Millions of avid tweeters were left #twiddlingtheirthumbs yesterday when Twitter suddenly went down for a number of hours.
Users of the social media platform began reporting blackouts at around 8.30am, with Twitter timelines then sporadically reappearing for some users on mobile apps just before 11am.
Over the following hours, however, the site regularly dropped back offline, with images and videos failing to load at all for many during this time.
By 3pm, the service appeared to begin to stabilise. The issue was the longest-lasting in the micro-blogging site’s almost 10-year history.
At the height of the collapsed service, users trying to log on were confronted by the message: “Something is technically wrong. Thanks for noticing — we’re going to fix it up and have things back to normal soon.”
Europe appeared to be particularly badly affected. In other parts of the globe, the service remained relatively unaffected.
An initial message on Twitter’s support account read: “Some users may have recently experienced issues accessing Twitter on mobile & web. The issue has now been resolved.”

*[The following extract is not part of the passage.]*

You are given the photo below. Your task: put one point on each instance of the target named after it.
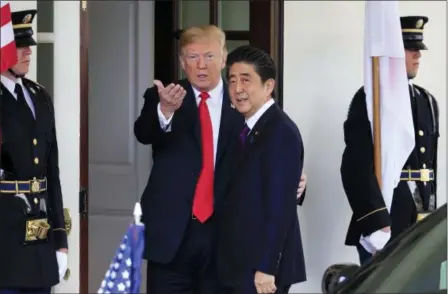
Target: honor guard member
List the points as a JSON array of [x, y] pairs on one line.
[[372, 226], [33, 246]]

Then another one appeared which read: “Some users are currently experiencing problems accessing Twitter. We are aware of the issue and are working towards a resolution”.

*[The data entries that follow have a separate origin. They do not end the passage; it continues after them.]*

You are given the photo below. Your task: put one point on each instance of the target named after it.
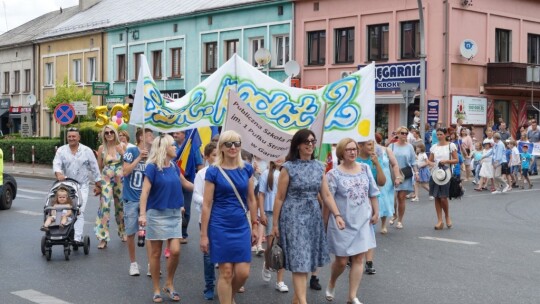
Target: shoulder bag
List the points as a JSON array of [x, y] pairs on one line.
[[246, 211]]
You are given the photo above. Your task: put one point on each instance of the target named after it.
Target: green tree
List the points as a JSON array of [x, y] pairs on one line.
[[68, 92]]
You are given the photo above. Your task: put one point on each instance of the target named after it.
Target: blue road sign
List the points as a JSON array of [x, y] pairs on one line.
[[64, 114]]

Many of the social media platform’s users who encountered the problem — and who were able to get a tweet posted — did so to #twitterdown, with many seeing the funny side.
“With #twitterdown I spent a few hours with my family,” wrote one. “They seem like nice people.”
Another posted: “With #twitterdown, I noticed this square-shaped hole in my wall that gave off light. Apparently it’s a window, but I can’t minimise it”.
Even ESB Networks which initially tweeted: “Due to issues with Twitter we may not be able to see Tweets. To report a fault or an emergency pls call 1850 372 999”, found a spark of humour, later adding: “#Twitter spluttering like a Tractor on a cold #Cavan morning but we are starting to see tweets. #staysafe #twitterdown #twitteroutage”.
Though short, regular blackouts were common in the early days of the site — an Apple live event caused it to crash under the weight of traffic in 2008 — extended outages have become less frequent in recent years, with the last major drop in service occurring in 2014 when the site was down for around 45 minutes.